The Michigan Court of Appeals affirmed Robinson’s conviction in May 2008. First, the appellate court found no problem with the witnesses that trial counsel chose. “Defense counsel’s decisions with respect to the witnesses who were called and the evidence that was presented were matters of trial strategy, which this Court will not second-guess.” People v. Robinson, No. 230187, 2003 WL 21205841, at *3 (Mich.Ct. App. May 22, 2003) (unpublished). The court was satisfied that trial counsel had followed a genuine trial strategy and provided sound reasons for not calling Okla, Fecteau, or other witnesses. Id. at *3-4. Similarly, the court was not persuaded that trial counsel was constitutionally ineffective in his handling of Ross’s testimony. Despite having had certain lines of questions disqualified by the district court on hearsay grounds, the appellate court concluded that “counsel was successful in presenting the core of Ross’s testimony, and we are satisfied that a more complete discussion of the issues would not have affected the outcome of the trial.” Id. at *3. The Michigan Court of Appeals also rejected Robinson’s claim that the prosecutor committed misconduct in eliciting lurid testimony and in making lurid remarks. Id. at *5.

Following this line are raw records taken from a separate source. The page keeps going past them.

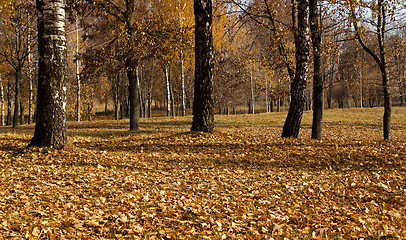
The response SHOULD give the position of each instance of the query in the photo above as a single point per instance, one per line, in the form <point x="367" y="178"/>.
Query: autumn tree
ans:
<point x="293" y="120"/>
<point x="318" y="97"/>
<point x="51" y="126"/>
<point x="382" y="11"/>
<point x="15" y="47"/>
<point x="203" y="115"/>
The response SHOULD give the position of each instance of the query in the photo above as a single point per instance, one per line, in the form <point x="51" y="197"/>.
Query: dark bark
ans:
<point x="9" y="116"/>
<point x="133" y="97"/>
<point x="116" y="96"/>
<point x="317" y="74"/>
<point x="380" y="59"/>
<point x="21" y="113"/>
<point x="294" y="118"/>
<point x="18" y="75"/>
<point x="203" y="115"/>
<point x="51" y="127"/>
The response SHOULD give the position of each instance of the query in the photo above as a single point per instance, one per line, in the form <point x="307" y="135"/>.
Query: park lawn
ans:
<point x="241" y="182"/>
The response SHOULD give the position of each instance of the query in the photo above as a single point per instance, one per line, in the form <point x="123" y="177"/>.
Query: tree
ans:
<point x="379" y="14"/>
<point x="15" y="44"/>
<point x="318" y="96"/>
<point x="203" y="116"/>
<point x="293" y="120"/>
<point x="51" y="127"/>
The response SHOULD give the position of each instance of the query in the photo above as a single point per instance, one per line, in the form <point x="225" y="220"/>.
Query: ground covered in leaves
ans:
<point x="241" y="182"/>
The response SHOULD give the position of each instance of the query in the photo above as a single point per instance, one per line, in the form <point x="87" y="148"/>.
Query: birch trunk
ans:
<point x="77" y="73"/>
<point x="291" y="127"/>
<point x="203" y="114"/>
<point x="18" y="75"/>
<point x="168" y="92"/>
<point x="51" y="127"/>
<point x="3" y="122"/>
<point x="318" y="95"/>
<point x="30" y="84"/>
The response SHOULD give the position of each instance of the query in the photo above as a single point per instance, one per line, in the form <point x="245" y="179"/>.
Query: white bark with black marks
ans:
<point x="51" y="126"/>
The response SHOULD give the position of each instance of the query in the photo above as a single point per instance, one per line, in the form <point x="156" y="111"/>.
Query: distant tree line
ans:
<point x="142" y="58"/>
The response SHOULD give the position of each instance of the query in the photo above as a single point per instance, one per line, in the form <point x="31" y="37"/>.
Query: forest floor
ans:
<point x="241" y="182"/>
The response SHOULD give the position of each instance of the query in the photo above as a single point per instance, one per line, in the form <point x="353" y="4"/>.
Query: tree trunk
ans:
<point x="116" y="97"/>
<point x="380" y="60"/>
<point x="30" y="84"/>
<point x="140" y="98"/>
<point x="252" y="94"/>
<point x="318" y="96"/>
<point x="266" y="95"/>
<point x="294" y="118"/>
<point x="17" y="97"/>
<point x="21" y="113"/>
<point x="51" y="127"/>
<point x="203" y="115"/>
<point x="9" y="116"/>
<point x="3" y="119"/>
<point x="131" y="64"/>
<point x="168" y="92"/>
<point x="182" y="80"/>
<point x="77" y="63"/>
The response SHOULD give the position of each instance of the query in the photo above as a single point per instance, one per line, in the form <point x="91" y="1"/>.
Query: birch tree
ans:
<point x="203" y="115"/>
<point x="51" y="127"/>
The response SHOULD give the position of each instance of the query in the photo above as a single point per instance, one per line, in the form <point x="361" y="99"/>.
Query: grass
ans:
<point x="241" y="182"/>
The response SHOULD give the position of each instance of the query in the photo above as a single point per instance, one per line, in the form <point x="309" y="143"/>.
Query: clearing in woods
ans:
<point x="241" y="182"/>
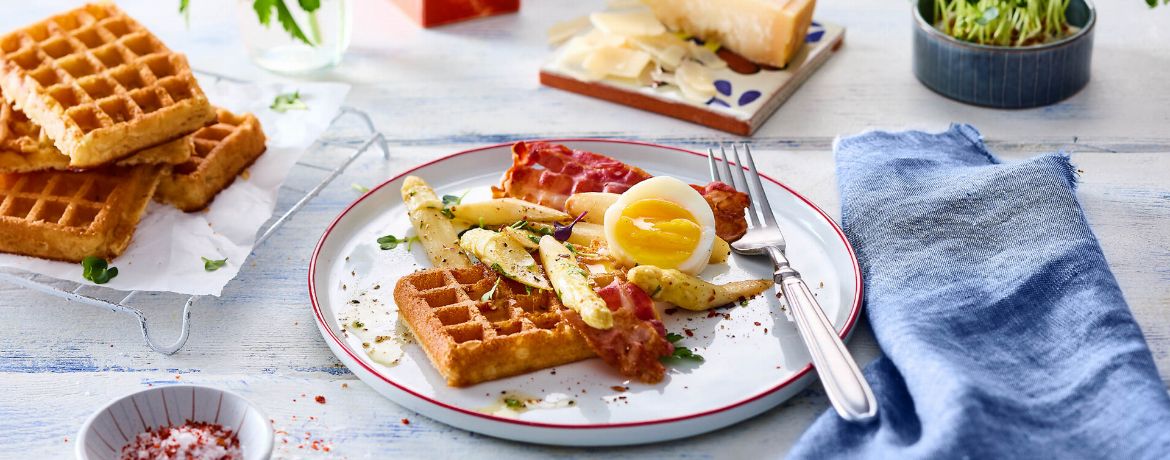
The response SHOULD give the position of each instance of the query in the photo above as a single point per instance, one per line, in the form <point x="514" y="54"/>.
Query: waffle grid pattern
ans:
<point x="23" y="148"/>
<point x="101" y="69"/>
<point x="69" y="215"/>
<point x="221" y="152"/>
<point x="470" y="340"/>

Robinson filed for leave to appeal in the Michigan Supreme Court, but was denied in October 2003. People v. Robinson, 469 Mich. 950, 671 N.W.2d 51 (Mich.2003) (table). Robinson’s motion for posteonviction relief from judgment under state rules was *841 denied by the Michigan Supreme Court in November 2005. People v. Robinson, 474 Mich. 985, 707 N.W.2d 204 (Mich.2005) (table).

In March 2006, Robinson petitioned the United States District Court for the Eastern District of Michigan for a writ of habeas corpus.